Meisei vs Takanosho – Another of the 3-3 group, and they are both more or less somewhat stuck riding the middle path toward an even score right now. It’s going to take a significant effort for either of them to get 2 wins ahead of the middle. To my eye, Meisei is fighting better right now. Both have only won one of their last three.
Mitakeumi vs Tamawashi – Coming off a great day where Tamawashi put dirt on the lone Yokozuna, it’s time for him to dismantle another of the unbeaten corps. If he can drop Mitakeumi today (a tall order), it would possibly leave Abi as the sole leader for the yusho going into the middle day of the basho. I should point out that Mitakeumi holds a 25-3 career record against Tamawashi.

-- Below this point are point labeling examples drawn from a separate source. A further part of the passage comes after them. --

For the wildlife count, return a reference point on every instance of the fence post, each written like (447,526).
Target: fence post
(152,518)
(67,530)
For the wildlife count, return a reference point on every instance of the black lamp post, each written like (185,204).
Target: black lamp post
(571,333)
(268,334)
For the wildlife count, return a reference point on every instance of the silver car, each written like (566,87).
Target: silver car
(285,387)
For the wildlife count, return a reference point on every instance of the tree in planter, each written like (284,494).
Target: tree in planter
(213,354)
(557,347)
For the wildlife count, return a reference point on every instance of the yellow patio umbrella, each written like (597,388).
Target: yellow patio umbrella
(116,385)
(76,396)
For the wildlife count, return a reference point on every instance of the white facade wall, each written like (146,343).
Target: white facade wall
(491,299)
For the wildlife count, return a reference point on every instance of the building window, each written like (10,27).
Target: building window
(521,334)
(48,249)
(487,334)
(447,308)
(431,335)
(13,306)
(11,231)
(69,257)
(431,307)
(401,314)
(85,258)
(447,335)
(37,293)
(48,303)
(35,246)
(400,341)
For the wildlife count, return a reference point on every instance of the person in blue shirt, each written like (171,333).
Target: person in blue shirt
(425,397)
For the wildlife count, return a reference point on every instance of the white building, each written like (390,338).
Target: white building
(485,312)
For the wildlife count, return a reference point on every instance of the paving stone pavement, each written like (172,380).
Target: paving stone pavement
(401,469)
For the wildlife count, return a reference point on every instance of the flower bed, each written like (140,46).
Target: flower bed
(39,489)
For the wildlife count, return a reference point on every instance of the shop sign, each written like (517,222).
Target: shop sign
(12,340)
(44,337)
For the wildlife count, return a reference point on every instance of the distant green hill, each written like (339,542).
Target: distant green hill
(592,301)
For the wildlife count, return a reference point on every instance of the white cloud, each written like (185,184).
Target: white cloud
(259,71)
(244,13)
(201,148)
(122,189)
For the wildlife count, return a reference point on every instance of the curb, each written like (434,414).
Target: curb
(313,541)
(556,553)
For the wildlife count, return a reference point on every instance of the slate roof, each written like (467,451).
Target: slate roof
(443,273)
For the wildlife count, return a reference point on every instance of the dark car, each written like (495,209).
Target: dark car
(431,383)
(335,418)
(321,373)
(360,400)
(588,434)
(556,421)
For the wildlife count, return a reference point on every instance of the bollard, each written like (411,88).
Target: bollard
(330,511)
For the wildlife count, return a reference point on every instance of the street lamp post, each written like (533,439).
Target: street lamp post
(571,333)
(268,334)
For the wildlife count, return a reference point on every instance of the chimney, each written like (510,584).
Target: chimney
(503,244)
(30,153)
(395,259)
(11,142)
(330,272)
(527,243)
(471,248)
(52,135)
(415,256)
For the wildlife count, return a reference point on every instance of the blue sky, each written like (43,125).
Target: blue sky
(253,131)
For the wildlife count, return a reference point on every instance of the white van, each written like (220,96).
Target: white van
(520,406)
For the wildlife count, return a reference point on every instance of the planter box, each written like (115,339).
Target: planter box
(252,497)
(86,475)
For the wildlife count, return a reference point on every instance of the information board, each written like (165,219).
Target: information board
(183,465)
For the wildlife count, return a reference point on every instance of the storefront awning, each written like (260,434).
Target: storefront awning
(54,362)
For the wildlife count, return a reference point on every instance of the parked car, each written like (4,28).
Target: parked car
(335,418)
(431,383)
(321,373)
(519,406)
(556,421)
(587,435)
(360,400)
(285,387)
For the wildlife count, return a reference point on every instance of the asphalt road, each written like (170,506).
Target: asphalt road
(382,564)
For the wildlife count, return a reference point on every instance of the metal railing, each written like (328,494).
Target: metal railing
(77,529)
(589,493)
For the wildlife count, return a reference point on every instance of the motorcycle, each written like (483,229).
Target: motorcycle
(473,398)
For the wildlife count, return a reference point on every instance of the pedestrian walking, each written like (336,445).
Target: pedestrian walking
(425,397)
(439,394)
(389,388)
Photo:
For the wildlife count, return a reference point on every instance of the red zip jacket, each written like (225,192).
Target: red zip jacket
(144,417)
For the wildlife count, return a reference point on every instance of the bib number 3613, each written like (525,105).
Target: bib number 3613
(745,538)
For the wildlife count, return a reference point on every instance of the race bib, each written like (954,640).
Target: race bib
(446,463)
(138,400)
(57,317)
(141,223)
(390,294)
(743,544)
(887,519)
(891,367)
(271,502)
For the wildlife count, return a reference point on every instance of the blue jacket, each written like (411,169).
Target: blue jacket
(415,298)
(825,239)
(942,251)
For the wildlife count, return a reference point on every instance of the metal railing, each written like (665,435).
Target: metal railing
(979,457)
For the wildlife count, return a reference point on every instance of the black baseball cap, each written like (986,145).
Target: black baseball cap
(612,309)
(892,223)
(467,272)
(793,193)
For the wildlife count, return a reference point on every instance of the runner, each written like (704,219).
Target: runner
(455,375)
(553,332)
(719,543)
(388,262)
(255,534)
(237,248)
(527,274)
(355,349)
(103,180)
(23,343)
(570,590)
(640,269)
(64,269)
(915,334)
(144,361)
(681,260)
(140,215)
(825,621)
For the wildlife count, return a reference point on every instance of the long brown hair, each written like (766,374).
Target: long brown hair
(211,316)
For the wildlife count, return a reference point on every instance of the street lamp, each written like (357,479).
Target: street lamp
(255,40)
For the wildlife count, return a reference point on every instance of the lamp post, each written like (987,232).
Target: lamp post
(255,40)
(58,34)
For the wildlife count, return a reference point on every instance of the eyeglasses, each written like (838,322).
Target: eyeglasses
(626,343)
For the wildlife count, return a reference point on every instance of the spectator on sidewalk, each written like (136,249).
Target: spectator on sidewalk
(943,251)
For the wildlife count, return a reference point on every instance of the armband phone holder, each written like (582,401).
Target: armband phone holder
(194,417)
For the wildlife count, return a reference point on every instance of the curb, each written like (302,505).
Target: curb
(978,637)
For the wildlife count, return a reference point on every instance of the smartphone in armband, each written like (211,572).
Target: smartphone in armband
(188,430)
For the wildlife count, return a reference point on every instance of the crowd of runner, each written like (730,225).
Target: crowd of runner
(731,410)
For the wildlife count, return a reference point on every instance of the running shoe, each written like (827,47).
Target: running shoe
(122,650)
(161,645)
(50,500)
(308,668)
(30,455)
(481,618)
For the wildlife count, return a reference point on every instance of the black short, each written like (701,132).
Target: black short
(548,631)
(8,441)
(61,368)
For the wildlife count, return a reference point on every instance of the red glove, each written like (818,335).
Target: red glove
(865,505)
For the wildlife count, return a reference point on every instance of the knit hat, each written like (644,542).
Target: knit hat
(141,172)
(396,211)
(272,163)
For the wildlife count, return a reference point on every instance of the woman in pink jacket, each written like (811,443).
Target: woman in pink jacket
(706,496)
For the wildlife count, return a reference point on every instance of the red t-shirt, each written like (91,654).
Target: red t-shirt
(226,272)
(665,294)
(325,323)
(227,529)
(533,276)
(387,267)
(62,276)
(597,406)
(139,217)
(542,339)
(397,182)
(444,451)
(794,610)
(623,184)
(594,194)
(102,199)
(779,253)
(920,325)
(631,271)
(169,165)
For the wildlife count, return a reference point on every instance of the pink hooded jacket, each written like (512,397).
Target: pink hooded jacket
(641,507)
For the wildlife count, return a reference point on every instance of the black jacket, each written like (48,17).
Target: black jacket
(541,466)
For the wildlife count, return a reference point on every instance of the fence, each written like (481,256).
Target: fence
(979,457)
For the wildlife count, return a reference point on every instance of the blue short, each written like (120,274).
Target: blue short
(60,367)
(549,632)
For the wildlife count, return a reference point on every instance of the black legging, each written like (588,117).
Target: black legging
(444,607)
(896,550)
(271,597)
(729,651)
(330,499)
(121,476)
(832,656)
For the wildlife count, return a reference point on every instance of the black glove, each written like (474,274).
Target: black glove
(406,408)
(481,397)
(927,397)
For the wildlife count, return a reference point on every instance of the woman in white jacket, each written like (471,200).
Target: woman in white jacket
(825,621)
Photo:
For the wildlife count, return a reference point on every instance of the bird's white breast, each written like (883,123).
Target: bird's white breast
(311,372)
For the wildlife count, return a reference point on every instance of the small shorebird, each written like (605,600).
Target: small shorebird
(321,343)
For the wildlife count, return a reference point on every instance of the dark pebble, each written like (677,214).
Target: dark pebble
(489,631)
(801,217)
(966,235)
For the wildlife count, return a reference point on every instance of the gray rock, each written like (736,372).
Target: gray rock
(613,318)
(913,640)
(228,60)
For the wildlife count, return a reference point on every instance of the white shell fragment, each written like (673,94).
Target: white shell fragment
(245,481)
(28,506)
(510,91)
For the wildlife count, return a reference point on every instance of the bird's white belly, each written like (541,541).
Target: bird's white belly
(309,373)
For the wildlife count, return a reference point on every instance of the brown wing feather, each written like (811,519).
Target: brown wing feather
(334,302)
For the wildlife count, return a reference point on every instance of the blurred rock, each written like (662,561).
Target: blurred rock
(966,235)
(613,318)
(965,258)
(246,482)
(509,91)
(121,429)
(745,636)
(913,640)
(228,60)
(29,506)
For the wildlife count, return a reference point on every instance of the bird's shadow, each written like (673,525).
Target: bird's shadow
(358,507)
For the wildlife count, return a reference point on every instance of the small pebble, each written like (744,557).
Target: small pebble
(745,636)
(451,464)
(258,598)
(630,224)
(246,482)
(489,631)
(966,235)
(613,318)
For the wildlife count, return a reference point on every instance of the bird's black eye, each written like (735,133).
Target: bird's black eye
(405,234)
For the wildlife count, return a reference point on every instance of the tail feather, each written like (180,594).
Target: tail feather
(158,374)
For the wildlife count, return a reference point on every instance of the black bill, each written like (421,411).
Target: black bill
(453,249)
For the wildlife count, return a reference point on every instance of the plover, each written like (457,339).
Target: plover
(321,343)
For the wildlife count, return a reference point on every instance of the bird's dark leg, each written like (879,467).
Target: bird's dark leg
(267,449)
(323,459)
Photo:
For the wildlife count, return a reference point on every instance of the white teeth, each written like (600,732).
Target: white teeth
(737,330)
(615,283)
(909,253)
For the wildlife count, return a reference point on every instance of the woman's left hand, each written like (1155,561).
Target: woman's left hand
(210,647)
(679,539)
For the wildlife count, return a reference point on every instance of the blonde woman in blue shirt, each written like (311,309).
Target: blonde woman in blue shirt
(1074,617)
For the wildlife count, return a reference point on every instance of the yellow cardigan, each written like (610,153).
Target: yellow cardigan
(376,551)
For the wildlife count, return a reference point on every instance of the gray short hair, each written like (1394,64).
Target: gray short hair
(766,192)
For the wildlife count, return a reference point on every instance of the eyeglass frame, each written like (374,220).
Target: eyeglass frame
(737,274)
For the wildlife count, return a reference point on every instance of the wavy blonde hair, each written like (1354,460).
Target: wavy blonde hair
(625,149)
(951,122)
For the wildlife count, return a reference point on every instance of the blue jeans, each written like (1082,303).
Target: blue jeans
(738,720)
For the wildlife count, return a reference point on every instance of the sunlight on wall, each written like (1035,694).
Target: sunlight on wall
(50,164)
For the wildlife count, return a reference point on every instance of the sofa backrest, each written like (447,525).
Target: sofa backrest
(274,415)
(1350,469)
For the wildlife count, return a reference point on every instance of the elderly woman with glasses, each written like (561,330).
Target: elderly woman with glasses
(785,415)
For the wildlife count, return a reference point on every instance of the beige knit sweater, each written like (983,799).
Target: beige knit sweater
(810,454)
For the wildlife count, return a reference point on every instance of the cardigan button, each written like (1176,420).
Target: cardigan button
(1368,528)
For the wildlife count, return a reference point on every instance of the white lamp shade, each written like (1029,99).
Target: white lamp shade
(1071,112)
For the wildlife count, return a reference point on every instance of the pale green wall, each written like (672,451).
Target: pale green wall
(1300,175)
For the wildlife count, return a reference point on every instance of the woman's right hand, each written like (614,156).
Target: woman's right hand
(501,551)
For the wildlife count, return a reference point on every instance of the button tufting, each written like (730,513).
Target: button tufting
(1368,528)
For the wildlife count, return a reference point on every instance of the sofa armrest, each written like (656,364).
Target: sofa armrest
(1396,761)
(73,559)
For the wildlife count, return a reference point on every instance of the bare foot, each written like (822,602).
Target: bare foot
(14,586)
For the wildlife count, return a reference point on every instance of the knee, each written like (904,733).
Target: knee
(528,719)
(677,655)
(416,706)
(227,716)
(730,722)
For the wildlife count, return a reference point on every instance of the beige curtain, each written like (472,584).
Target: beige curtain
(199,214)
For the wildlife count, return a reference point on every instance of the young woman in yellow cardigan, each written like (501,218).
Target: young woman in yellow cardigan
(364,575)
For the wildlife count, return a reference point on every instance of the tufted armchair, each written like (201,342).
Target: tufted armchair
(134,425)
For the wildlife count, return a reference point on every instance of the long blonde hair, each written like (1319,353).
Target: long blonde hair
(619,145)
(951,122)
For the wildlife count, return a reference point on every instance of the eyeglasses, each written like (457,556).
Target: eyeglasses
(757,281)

Okinoumi vs Shodai – You know its not good for Shodai when you have to think through who might be favored in this match. Normally, it would be Shodai all the way. But for whatever reason, he’s not really able to muster either his cartoon sumo, or his fabled “wall of daikon”. Robbed of both his primary techniques, he is left to flubber around the dohyo and hope for the best. Hell, I will say Okinoumi has the upper hand.
Terunofuji vs Endo – Terunofuji needs a bounce back win here. Endo has a number of way to disrupt someone’s offense when he gets into the mode where rather than trying to win himself, he works to prevent his opponent from winning. If we see that today, it might be a long, frustrating haul for Terunofuji.